KeyNote
A voice-controlled note-taking and audio-to-text test harness for local multimodal models.
KeyNote combines push-to-talk recording, prompt modes, local SQLite storage, exports,
clipboard workflows, and a terminal UI around a llama-server transcription loop.
What It Does
The project started as a way to test local audio-to-text capabilities in multimodal LLMs.

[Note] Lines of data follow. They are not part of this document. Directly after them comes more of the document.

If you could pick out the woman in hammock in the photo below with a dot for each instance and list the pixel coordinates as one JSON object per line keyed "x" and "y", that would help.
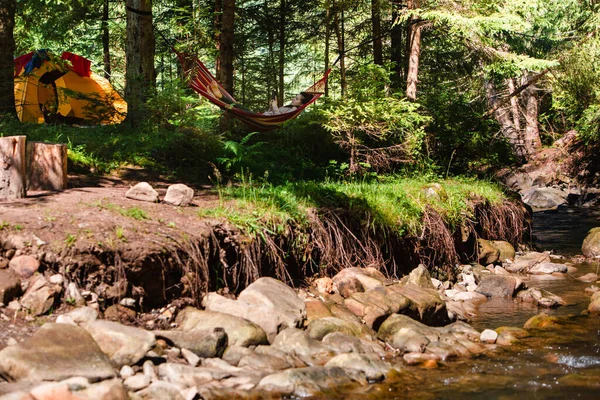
{"x": 300, "y": 99}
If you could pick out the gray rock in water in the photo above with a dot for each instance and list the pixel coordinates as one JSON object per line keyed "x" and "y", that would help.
{"x": 143, "y": 191}
{"x": 125, "y": 345}
{"x": 497, "y": 286}
{"x": 204, "y": 343}
{"x": 305, "y": 382}
{"x": 591, "y": 243}
{"x": 10, "y": 286}
{"x": 56, "y": 352}
{"x": 179, "y": 195}
{"x": 40, "y": 296}
{"x": 240, "y": 331}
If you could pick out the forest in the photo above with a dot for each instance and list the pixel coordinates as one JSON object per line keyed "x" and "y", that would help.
{"x": 416, "y": 86}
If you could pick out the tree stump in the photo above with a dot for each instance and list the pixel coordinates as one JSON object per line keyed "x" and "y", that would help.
{"x": 46, "y": 166}
{"x": 12, "y": 167}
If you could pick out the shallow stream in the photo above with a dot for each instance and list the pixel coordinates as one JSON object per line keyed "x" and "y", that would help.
{"x": 562, "y": 363}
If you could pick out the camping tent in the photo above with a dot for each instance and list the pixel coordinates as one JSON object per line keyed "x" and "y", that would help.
{"x": 50, "y": 88}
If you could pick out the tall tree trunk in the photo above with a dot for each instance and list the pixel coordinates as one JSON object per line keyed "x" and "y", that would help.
{"x": 532, "y": 133}
{"x": 281, "y": 72}
{"x": 502, "y": 114}
{"x": 339, "y": 33}
{"x": 327, "y": 38}
{"x": 226, "y": 55}
{"x": 376, "y": 22}
{"x": 140, "y": 75}
{"x": 396, "y": 48}
{"x": 106, "y": 40}
{"x": 217, "y": 21}
{"x": 7, "y": 49}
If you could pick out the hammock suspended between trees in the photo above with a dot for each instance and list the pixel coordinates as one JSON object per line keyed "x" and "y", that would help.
{"x": 203, "y": 82}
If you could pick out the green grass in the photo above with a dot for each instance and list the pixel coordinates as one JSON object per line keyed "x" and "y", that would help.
{"x": 396, "y": 203}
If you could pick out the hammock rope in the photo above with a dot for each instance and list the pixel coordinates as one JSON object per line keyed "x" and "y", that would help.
{"x": 201, "y": 80}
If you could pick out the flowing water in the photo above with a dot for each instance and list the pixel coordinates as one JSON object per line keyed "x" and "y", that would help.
{"x": 561, "y": 363}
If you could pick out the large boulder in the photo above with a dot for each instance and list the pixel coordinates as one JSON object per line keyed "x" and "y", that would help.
{"x": 56, "y": 352}
{"x": 591, "y": 243}
{"x": 240, "y": 331}
{"x": 125, "y": 345}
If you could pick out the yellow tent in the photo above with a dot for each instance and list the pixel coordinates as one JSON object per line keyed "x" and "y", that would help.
{"x": 49, "y": 89}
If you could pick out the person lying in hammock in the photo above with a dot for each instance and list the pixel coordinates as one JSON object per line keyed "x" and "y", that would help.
{"x": 299, "y": 100}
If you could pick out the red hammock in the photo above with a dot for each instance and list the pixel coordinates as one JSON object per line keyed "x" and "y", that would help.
{"x": 200, "y": 79}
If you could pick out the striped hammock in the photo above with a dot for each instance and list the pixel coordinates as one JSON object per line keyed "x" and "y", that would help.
{"x": 202, "y": 81}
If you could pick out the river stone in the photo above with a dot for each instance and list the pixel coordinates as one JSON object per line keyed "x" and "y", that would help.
{"x": 353, "y": 280}
{"x": 375, "y": 370}
{"x": 56, "y": 352}
{"x": 306, "y": 382}
{"x": 240, "y": 331}
{"x": 143, "y": 191}
{"x": 526, "y": 261}
{"x": 425, "y": 304}
{"x": 507, "y": 251}
{"x": 205, "y": 343}
{"x": 488, "y": 253}
{"x": 342, "y": 343}
{"x": 544, "y": 198}
{"x": 547, "y": 268}
{"x": 125, "y": 345}
{"x": 24, "y": 266}
{"x": 40, "y": 296}
{"x": 316, "y": 309}
{"x": 320, "y": 328}
{"x": 179, "y": 195}
{"x": 262, "y": 316}
{"x": 10, "y": 285}
{"x": 540, "y": 297}
{"x": 297, "y": 342}
{"x": 497, "y": 286}
{"x": 591, "y": 243}
{"x": 160, "y": 391}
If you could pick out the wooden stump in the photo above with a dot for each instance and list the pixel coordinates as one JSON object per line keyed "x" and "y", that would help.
{"x": 12, "y": 167}
{"x": 46, "y": 166}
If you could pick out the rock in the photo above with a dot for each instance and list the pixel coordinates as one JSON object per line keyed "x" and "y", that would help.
{"x": 204, "y": 343}
{"x": 40, "y": 296}
{"x": 547, "y": 268}
{"x": 591, "y": 243}
{"x": 24, "y": 266}
{"x": 488, "y": 336}
{"x": 143, "y": 192}
{"x": 375, "y": 370}
{"x": 137, "y": 382}
{"x": 10, "y": 286}
{"x": 324, "y": 285}
{"x": 591, "y": 277}
{"x": 160, "y": 391}
{"x": 179, "y": 195}
{"x": 56, "y": 352}
{"x": 107, "y": 390}
{"x": 488, "y": 253}
{"x": 240, "y": 331}
{"x": 526, "y": 261}
{"x": 544, "y": 198}
{"x": 297, "y": 342}
{"x": 543, "y": 322}
{"x": 305, "y": 382}
{"x": 320, "y": 328}
{"x": 507, "y": 251}
{"x": 354, "y": 280}
{"x": 497, "y": 286}
{"x": 540, "y": 297}
{"x": 125, "y": 345}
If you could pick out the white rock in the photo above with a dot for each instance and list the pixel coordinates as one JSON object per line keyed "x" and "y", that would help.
{"x": 488, "y": 336}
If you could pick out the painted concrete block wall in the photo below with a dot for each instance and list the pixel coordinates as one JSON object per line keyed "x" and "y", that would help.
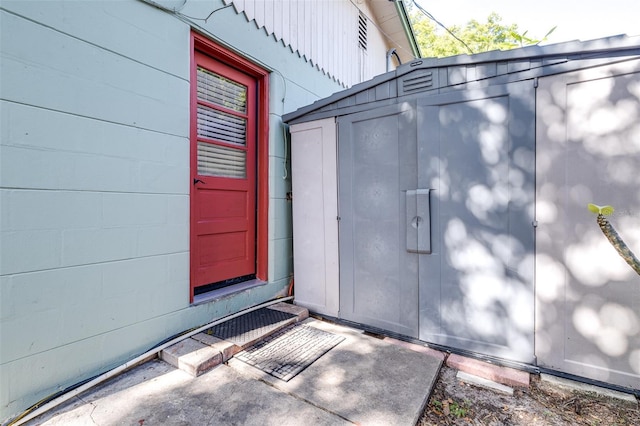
{"x": 94, "y": 183}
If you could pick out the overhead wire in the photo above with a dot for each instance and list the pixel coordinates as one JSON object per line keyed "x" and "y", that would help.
{"x": 434, "y": 19}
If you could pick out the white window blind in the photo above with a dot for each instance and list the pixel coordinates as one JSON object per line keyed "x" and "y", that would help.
{"x": 220, "y": 127}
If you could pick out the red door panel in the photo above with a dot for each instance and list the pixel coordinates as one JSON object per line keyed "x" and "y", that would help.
{"x": 223, "y": 171}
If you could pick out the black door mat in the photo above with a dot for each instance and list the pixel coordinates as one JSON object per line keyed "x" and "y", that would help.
{"x": 289, "y": 351}
{"x": 249, "y": 327}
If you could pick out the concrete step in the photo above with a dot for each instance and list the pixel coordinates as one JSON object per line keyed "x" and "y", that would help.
{"x": 202, "y": 352}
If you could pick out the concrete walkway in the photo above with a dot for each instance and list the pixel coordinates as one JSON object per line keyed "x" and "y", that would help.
{"x": 363, "y": 380}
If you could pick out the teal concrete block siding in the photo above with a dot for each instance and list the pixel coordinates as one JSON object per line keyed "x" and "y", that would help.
{"x": 94, "y": 183}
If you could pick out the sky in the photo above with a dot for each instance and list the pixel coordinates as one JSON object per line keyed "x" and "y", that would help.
{"x": 575, "y": 19}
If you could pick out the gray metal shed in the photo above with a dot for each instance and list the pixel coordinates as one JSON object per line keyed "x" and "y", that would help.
{"x": 446, "y": 201}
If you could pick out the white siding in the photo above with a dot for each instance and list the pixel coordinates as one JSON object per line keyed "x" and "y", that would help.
{"x": 324, "y": 32}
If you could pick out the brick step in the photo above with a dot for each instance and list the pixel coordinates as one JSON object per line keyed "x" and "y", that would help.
{"x": 202, "y": 352}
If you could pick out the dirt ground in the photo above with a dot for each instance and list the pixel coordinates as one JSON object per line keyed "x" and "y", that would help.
{"x": 455, "y": 403}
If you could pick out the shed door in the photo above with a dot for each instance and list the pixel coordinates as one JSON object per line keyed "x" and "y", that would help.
{"x": 476, "y": 155}
{"x": 377, "y": 166}
{"x": 588, "y": 298}
{"x": 223, "y": 205}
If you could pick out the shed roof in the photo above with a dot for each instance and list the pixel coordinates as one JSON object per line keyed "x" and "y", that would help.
{"x": 437, "y": 75}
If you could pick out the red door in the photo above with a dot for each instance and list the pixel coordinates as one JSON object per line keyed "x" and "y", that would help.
{"x": 223, "y": 172}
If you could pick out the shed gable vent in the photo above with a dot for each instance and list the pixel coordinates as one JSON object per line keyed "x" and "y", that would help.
{"x": 416, "y": 82}
{"x": 362, "y": 31}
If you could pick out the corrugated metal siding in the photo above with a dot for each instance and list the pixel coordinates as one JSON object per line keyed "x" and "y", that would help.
{"x": 323, "y": 32}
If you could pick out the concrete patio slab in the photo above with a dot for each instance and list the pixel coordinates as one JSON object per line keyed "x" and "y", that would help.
{"x": 366, "y": 380}
{"x": 363, "y": 380}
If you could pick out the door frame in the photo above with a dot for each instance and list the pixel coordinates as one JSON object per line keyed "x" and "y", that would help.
{"x": 206, "y": 46}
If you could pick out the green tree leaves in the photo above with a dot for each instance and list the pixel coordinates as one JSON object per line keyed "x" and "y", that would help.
{"x": 474, "y": 37}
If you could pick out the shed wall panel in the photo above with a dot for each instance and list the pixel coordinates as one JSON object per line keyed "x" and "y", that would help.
{"x": 588, "y": 298}
{"x": 315, "y": 212}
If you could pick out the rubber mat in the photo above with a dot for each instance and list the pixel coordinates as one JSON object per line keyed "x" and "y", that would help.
{"x": 289, "y": 351}
{"x": 251, "y": 326}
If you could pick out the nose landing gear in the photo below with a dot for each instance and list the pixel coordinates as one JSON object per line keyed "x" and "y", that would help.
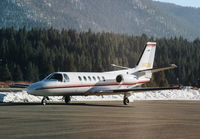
{"x": 44, "y": 100}
{"x": 126, "y": 100}
{"x": 67, "y": 99}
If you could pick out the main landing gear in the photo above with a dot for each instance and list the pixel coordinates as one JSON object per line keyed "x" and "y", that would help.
{"x": 126, "y": 100}
{"x": 67, "y": 99}
{"x": 44, "y": 100}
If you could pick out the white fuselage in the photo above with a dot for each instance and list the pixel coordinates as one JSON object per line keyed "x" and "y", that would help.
{"x": 85, "y": 83}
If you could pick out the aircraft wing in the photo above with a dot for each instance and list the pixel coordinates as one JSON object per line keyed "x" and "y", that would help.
{"x": 12, "y": 89}
{"x": 144, "y": 89}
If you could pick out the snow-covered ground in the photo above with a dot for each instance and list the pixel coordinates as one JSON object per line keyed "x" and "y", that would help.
{"x": 184, "y": 94}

It grew into a compact note system: notes can be created from recordings, appended through a separate hotkey, searched later, exported to Markdown, and transformed with reusable prompt modes.
System Pieces
| Layer | Role | Implementation |
|---|---|---|
| Capture | Push-to-talk and long recordings | Global hotkeys, audio device selection, microphone or loopback input. |
| Processing | Local transcription and mode prompts | Requests to a local llama-server, with modes such as mail, Slack, transcript, and summarize. |
| Storage | Searchable local notes | SQLite-backed notes, metadata, active-note appends, and Markdown export. |
| Interface | CLI, TUI, and desktop overlay | Click commands, Textual screens, clipboard automation, and a compact mode/status overlay. |
Design Notes
- Balancing quick push-to-talk capture with longer recordings that need chunked processing.
- Keeping prompt modes editable while still making them easy to switch with hotkeys.
- Handling local-only data, clipboard paste, and app focus without turning the tool into a cloud service.
- Making the same note store usable from both direct CLI commands and an interactive terminal UI.